Doctors in the UK are working to set up a clinical trial to administer antiretroviral medications designed for people living with HIV/AIDS to people suffering from multiple sclerosis after one woman claimed the drugs helped her walk again.
The woman, 36-year-old East Sussex resident Shana Pezaro, was a dancer and piano teacher before she was diagnosed with MS at the age of 28. The degenerative and incurable disease affected her hands and feet so severely that she’s been confined to a wheelchair.
Miraculously, Pezaro said she was able to walk up a flight of stairs three days after she took the drugs. “I can’t normally stand up,” she says in video obtained by the BBC. “It’s such a massive change I can’t even begin to tell you,” she adds while sitting at the piano, noticing she’s regained the ability to play.
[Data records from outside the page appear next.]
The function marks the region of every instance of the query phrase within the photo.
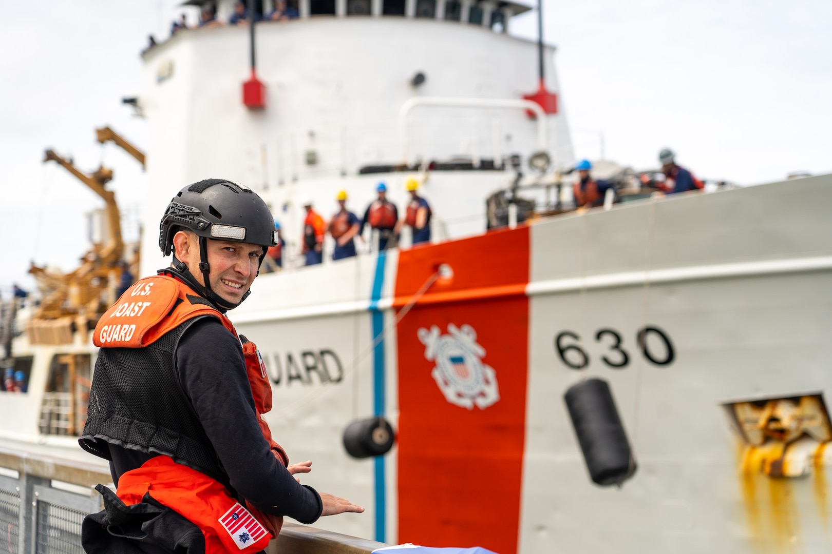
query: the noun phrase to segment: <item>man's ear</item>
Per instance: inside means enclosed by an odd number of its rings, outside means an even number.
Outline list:
[[[179,231],[173,236],[173,252],[180,262],[187,262],[192,247],[191,236],[185,231]]]

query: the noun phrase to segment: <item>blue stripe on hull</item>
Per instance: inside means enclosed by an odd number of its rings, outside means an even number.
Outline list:
[[[369,309],[373,325],[373,340],[375,341],[384,331],[384,314],[379,310],[379,300],[384,284],[384,266],[387,252],[379,253],[373,278],[373,292],[370,297]],[[384,340],[373,349],[373,414],[384,414]],[[375,479],[375,540],[385,542],[387,529],[387,488],[384,474],[384,457],[376,456],[373,459]]]

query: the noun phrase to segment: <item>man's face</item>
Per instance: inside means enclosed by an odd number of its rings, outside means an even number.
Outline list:
[[[185,262],[191,273],[201,285],[205,286],[204,276],[200,271],[199,238],[193,233],[176,233],[177,237],[181,235],[184,235],[186,240],[181,239],[177,243],[175,238],[176,257]],[[208,273],[210,288],[224,300],[236,304],[242,300],[257,277],[263,247],[233,241],[209,239],[206,243],[208,263],[210,265]]]

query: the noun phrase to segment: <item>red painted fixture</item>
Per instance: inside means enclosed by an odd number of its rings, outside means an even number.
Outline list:
[[[255,13],[254,0],[249,0],[248,4],[251,77],[243,83],[243,104],[249,110],[263,110],[265,108],[265,85],[257,78],[256,64],[255,63],[255,22],[257,17]]]
[[[243,104],[250,110],[262,110],[265,107],[265,85],[251,70],[251,78],[243,83]]]
[[[523,95],[523,100],[537,102],[547,115],[557,113],[557,95],[546,90],[546,80],[543,78],[543,7],[542,1],[537,0],[537,67],[540,76],[540,86],[537,92]],[[534,118],[534,112],[527,110],[526,114]]]

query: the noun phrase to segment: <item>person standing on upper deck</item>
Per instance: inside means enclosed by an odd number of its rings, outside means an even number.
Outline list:
[[[355,255],[355,235],[361,228],[358,216],[347,209],[347,191],[339,191],[336,199],[341,209],[329,220],[327,228],[335,240],[335,248],[332,252],[333,260]]]
[[[312,200],[304,201],[306,210],[306,218],[304,219],[304,255],[306,257],[306,265],[314,266],[324,261],[324,234],[326,233],[326,223],[324,218],[312,209]]]
[[[683,167],[676,165],[676,154],[669,148],[659,152],[661,171],[665,174],[665,184],[661,189],[666,194],[698,190],[703,188],[702,182]]]
[[[612,184],[601,179],[594,179],[589,172],[592,164],[588,159],[582,159],[575,166],[578,180],[572,185],[575,208],[593,208],[604,203],[607,191],[612,189]]]
[[[418,181],[410,177],[405,184],[405,188],[410,193],[410,202],[408,203],[404,218],[400,219],[396,225],[396,234],[402,227],[410,228],[414,245],[430,242],[430,216],[432,214],[428,201],[418,195]]]
[[[275,0],[275,9],[269,14],[270,21],[289,21],[297,19],[299,17],[297,8],[288,6],[286,0]]]
[[[364,226],[369,223],[370,228],[379,232],[379,250],[386,250],[390,239],[396,237],[399,210],[394,203],[387,199],[386,184],[379,183],[375,190],[379,198],[367,207],[359,234],[363,234]]]
[[[234,13],[228,18],[228,24],[240,25],[240,23],[249,23],[250,22],[250,19],[249,11],[245,7],[245,2],[234,2]]]

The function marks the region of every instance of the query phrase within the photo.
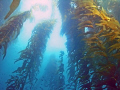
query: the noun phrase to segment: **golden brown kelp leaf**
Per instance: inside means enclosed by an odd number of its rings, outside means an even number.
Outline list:
[[[11,17],[0,27],[0,45],[4,48],[3,59],[6,56],[8,43],[19,35],[21,27],[28,17],[30,17],[30,12],[26,11]]]
[[[15,9],[18,7],[19,4],[20,4],[20,0],[13,0],[10,5],[10,11],[7,13],[4,19],[7,19],[15,11]]]

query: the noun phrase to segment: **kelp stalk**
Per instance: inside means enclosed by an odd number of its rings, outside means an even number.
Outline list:
[[[54,23],[55,20],[47,20],[34,28],[26,49],[20,52],[20,57],[16,60],[16,62],[22,60],[23,65],[13,72],[15,75],[7,81],[6,90],[23,90],[25,85],[32,88],[36,83],[43,52]]]
[[[17,16],[11,17],[0,27],[0,46],[4,48],[3,59],[6,56],[8,43],[15,39],[19,34],[23,23],[30,17],[30,12],[26,11]]]

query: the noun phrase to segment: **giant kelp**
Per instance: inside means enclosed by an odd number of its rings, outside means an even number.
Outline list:
[[[107,14],[103,7],[97,6],[93,0],[75,0],[75,3],[77,8],[74,19],[79,19],[78,30],[84,32],[82,35],[86,42],[83,60],[89,62],[86,64],[89,67],[89,73],[82,75],[83,71],[80,71],[78,80],[83,85],[89,84],[90,80],[90,87],[95,89],[102,89],[103,85],[108,89],[119,89],[120,24],[118,20]],[[87,18],[88,21],[82,19],[81,22],[81,18]],[[87,32],[85,32],[86,27]],[[87,76],[89,78],[83,78]],[[86,82],[83,83],[82,79]]]
[[[18,14],[11,17],[4,25],[0,27],[0,46],[3,47],[3,58],[6,56],[8,43],[15,39],[19,34],[23,23],[30,17],[30,12]]]
[[[26,49],[20,52],[20,57],[15,61],[22,60],[23,64],[7,80],[6,90],[23,90],[25,85],[29,85],[31,88],[36,83],[36,76],[43,59],[43,52],[54,23],[55,20],[47,20],[34,28]]]
[[[68,82],[69,84],[66,85],[67,89],[73,89],[76,90],[77,87],[77,82],[76,80],[76,75],[79,71],[79,61],[80,58],[83,57],[82,51],[84,50],[84,42],[81,41],[83,36],[79,36],[81,31],[77,30],[77,24],[78,21],[75,19],[72,19],[74,16],[74,6],[71,7],[70,3],[71,0],[67,0],[64,2],[64,0],[60,0],[60,12],[62,13],[62,30],[61,33],[65,34],[67,37],[67,42],[66,42],[66,48],[68,51],[68,68],[67,68],[67,73],[68,73]],[[62,3],[64,2],[64,4]],[[74,3],[73,3],[74,5]],[[64,7],[64,9],[63,9]]]

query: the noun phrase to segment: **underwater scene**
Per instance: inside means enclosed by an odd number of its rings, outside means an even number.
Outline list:
[[[0,90],[120,90],[120,0],[0,0]]]

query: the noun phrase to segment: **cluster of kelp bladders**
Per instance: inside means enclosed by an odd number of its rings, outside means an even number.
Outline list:
[[[75,0],[74,19],[86,50],[78,65],[81,89],[120,89],[120,24],[93,0]],[[85,29],[88,28],[88,31]],[[86,62],[86,64],[85,64]],[[82,65],[83,63],[83,65]],[[85,68],[86,66],[86,68]],[[84,71],[88,71],[86,75]]]

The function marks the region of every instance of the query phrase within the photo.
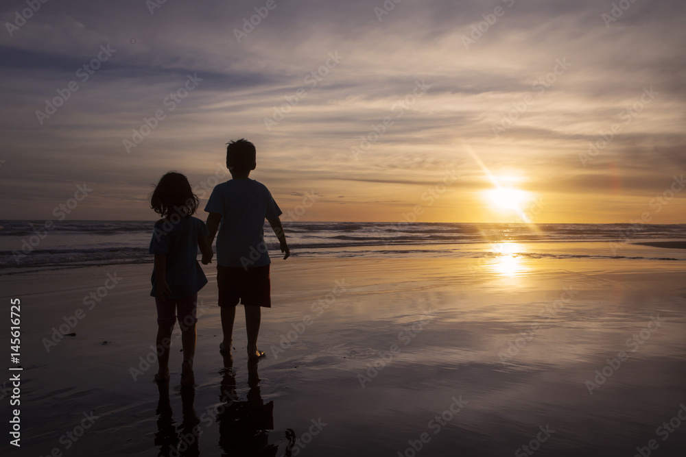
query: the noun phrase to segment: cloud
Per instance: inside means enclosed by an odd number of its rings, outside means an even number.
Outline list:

Prof Julian Gold from the Prince of Wales Hospital in Sydney moved to set up a clinical trial to examine the impact of HIV drugs on MS patients immediately after seeing a video of Pezaro clearing a flight of stairs.
According to Gold, antiretroviral treatment may suppress other viruses that may cause MS. (This is debatable, though, as doctors still aren’t sure exactly what causes MS and some in the medical community dispute it’s a virus at all).
“The next stage of the investigation is to use a very similar combination [of HIV drugs] that Shana took. I think that might be quite optimistic,” said Gold.
A spokeswoman for the MS Society added, “Our growing understanding tells us that viruses have a role to play in multiple sclerosis and it will be interesting to see the trial results – positive findings mean another step on the road to beating MS.”